- Gojra Location in Punjab, Pakistan Gojra Gojra (Pakistan)
- Coordinates: 32°24′18″N 73°19′09″E﻿ / ﻿32.40500°N 73.31917°E
- Country: Pakistan
- Province: Punjab
- District: Mandi Bahauddin
- Tehsil: Malakwal Tehsil
- Union council: UC 56 Gojra
- Time zone: UTC+5 (PST)
- Postal code: 50500

= Gojra, Mandi Bahauddin =

Village in Punjab, Pakistan

Gojra is a village and the seat of a union council (UC 56 Gojra) in Malakwal Tehsil of Mandi Bahauddin District in the Punjab province of Pakistan. It lies on the Sargodha–Gujrat Road, which serves as the main route linking the village to the surrounding region.

== Geography ==
Gojra is situated in the central Punjab plains within the Chaj Doab, the tract of land between the Jhelum and Chenab rivers. The village lies approximately 25 km from the district headquarters at Mandi Bahauddin and 20 km from Malakwal, the tehsil headquarters. The Salam Interchange on the M-2 motorway is approximately 30 km away.

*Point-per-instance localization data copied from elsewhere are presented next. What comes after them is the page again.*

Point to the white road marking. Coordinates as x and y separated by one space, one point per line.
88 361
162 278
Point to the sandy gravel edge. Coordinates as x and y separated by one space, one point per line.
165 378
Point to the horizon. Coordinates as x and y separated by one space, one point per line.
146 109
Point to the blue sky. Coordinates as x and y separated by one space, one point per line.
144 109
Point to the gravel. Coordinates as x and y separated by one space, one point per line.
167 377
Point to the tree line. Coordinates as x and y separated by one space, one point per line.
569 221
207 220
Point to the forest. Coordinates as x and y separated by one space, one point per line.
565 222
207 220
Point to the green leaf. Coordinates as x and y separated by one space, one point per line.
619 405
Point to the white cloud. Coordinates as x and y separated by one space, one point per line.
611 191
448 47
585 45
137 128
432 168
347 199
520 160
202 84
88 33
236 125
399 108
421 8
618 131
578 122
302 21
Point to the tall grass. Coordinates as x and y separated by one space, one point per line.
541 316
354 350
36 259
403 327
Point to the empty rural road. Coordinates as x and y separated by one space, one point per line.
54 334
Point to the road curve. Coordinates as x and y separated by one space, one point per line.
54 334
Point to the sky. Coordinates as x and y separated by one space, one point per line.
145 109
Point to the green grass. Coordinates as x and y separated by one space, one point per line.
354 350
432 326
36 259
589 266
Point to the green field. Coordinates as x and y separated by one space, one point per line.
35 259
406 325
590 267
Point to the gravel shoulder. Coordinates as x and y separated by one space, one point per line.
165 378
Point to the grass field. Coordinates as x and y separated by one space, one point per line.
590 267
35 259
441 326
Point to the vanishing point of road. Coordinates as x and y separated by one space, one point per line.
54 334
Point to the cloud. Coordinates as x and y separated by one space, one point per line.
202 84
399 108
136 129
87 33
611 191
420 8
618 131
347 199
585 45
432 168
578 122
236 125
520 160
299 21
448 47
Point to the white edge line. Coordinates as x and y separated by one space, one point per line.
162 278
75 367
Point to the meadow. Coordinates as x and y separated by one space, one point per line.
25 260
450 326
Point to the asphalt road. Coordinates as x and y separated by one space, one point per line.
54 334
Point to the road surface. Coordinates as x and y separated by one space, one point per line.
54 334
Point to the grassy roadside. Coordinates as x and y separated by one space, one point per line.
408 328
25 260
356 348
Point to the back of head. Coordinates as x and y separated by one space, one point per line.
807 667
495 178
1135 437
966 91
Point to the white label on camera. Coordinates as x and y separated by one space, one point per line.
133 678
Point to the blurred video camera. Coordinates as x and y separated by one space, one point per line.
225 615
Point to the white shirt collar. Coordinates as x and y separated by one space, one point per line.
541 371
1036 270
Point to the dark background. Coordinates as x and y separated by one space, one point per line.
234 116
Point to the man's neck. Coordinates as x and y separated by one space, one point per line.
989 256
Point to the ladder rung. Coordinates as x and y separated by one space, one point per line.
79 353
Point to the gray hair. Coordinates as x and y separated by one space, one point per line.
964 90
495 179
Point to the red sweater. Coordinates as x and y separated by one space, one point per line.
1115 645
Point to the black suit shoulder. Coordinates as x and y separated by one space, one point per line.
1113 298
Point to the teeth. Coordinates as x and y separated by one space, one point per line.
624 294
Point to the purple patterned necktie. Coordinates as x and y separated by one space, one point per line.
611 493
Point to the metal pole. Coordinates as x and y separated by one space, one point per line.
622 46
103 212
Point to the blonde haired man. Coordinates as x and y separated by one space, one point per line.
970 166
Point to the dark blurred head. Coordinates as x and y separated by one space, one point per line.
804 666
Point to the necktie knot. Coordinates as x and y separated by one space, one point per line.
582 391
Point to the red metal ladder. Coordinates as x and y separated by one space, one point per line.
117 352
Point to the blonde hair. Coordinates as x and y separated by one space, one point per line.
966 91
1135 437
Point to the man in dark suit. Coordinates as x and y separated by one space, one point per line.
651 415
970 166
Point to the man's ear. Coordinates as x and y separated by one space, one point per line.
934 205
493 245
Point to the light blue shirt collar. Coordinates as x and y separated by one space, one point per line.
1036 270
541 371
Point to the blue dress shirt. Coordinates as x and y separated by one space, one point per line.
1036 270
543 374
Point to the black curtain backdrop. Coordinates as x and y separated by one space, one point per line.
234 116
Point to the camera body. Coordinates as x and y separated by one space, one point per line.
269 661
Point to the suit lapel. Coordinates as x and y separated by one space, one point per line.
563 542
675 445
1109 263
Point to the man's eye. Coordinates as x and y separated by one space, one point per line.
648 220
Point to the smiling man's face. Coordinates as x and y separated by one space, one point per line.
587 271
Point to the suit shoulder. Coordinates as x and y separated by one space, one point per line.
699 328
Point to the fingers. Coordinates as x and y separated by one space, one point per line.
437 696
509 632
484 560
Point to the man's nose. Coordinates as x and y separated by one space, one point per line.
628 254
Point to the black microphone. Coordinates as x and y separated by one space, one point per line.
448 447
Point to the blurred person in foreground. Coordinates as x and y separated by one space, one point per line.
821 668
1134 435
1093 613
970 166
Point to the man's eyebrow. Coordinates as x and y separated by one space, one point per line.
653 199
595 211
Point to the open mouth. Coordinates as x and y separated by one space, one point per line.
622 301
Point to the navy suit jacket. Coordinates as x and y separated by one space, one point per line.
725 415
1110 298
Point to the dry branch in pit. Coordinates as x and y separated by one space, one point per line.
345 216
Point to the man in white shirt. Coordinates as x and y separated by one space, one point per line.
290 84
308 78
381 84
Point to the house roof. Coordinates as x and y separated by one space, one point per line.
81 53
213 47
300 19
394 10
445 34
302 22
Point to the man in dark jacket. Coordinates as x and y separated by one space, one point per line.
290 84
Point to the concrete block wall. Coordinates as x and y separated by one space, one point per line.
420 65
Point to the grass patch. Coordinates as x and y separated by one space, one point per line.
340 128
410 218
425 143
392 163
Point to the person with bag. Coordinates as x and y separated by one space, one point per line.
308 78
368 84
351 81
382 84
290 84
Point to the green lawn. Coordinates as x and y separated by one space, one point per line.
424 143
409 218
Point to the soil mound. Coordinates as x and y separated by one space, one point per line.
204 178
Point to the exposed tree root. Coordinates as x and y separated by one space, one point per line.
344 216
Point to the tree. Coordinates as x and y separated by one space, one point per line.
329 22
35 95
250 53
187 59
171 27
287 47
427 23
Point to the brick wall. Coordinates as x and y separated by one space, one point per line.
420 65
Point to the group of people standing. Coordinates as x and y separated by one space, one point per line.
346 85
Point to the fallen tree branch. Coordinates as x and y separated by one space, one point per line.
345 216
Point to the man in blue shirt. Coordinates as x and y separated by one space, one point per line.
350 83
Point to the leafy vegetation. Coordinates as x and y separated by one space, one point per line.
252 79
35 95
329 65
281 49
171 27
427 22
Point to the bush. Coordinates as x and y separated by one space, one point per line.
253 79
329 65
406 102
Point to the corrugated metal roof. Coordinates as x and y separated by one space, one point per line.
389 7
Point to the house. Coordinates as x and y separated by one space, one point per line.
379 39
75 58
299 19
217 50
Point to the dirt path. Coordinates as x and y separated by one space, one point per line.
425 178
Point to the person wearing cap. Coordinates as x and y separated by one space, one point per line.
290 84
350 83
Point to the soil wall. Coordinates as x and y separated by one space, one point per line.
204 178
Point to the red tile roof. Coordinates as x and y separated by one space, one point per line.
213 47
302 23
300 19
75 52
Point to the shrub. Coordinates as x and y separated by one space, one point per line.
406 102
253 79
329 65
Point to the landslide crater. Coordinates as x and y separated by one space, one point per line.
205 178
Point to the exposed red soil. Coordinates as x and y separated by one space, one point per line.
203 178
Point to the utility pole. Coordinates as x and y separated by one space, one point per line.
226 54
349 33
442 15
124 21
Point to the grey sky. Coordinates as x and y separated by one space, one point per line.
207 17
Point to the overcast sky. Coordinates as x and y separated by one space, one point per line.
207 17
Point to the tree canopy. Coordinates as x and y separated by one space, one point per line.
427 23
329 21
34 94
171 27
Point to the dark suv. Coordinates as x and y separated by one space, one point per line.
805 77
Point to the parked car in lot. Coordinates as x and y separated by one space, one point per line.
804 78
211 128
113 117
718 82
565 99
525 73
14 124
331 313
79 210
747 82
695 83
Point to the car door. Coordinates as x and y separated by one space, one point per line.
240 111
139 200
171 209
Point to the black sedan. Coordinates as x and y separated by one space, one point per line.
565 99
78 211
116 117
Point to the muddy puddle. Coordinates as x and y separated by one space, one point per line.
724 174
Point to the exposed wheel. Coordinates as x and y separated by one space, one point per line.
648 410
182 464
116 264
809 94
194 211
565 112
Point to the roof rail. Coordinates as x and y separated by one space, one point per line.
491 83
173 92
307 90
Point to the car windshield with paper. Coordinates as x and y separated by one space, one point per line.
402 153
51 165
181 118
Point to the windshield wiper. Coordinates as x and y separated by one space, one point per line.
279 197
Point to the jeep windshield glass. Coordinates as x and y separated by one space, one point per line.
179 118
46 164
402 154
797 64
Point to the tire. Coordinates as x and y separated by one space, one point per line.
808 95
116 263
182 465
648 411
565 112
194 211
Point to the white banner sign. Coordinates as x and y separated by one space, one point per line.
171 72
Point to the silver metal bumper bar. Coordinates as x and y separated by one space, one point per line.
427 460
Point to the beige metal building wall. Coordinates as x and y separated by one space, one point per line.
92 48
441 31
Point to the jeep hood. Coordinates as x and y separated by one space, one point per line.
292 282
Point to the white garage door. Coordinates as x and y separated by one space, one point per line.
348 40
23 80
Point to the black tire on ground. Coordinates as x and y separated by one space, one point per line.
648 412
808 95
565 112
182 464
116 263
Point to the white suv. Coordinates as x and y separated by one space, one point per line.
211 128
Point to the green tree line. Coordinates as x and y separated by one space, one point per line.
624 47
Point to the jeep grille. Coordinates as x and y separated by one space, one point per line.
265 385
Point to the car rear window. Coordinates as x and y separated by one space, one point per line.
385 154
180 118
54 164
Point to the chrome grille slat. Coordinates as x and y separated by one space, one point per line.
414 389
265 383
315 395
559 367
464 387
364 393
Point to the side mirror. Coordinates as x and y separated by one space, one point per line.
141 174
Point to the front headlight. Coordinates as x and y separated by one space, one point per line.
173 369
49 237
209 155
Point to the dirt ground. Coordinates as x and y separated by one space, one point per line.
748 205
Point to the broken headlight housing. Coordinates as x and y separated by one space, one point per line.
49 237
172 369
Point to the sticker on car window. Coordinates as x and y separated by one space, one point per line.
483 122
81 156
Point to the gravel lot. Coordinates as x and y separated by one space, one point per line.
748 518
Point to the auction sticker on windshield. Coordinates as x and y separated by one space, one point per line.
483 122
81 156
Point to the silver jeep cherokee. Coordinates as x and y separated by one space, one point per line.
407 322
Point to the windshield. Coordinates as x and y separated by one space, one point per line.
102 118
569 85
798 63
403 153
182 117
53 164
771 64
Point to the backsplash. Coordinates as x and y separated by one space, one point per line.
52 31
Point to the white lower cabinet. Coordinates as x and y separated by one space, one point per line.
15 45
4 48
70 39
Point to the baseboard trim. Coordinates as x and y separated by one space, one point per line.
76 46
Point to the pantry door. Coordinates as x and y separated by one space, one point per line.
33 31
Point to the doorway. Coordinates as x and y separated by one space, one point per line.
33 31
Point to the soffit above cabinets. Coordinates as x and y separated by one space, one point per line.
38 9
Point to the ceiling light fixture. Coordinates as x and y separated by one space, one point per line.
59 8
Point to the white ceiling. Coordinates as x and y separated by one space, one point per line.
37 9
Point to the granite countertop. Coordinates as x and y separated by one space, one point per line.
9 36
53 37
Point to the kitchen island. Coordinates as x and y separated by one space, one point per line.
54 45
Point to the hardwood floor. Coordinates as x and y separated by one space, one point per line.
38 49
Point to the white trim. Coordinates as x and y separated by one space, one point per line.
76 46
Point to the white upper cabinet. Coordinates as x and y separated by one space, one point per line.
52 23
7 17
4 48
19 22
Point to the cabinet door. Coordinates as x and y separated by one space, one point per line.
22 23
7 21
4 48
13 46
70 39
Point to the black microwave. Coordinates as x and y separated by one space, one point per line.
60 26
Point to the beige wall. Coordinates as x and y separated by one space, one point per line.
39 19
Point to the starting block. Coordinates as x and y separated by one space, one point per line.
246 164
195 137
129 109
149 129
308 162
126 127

Neighbouring villages include Khai, which lies on the same Sargodha–Gujrat Road route, and Chak No. 16 (Kararriwala), about 6 km from Gojra.

== Administration ==
Under the local government system, Gojra forms Union Council No. 56 within Malakwal Tehsil, one of 17 union councils that make up the tehsil. Malakwal Tehsil itself is one of three tehsils, alongside Mandi Bahauddin Tehsil and Phalia Tehsil, that constitute Mandi Bahauddin District. It was carved out of Gujrat District and given district status in 1993.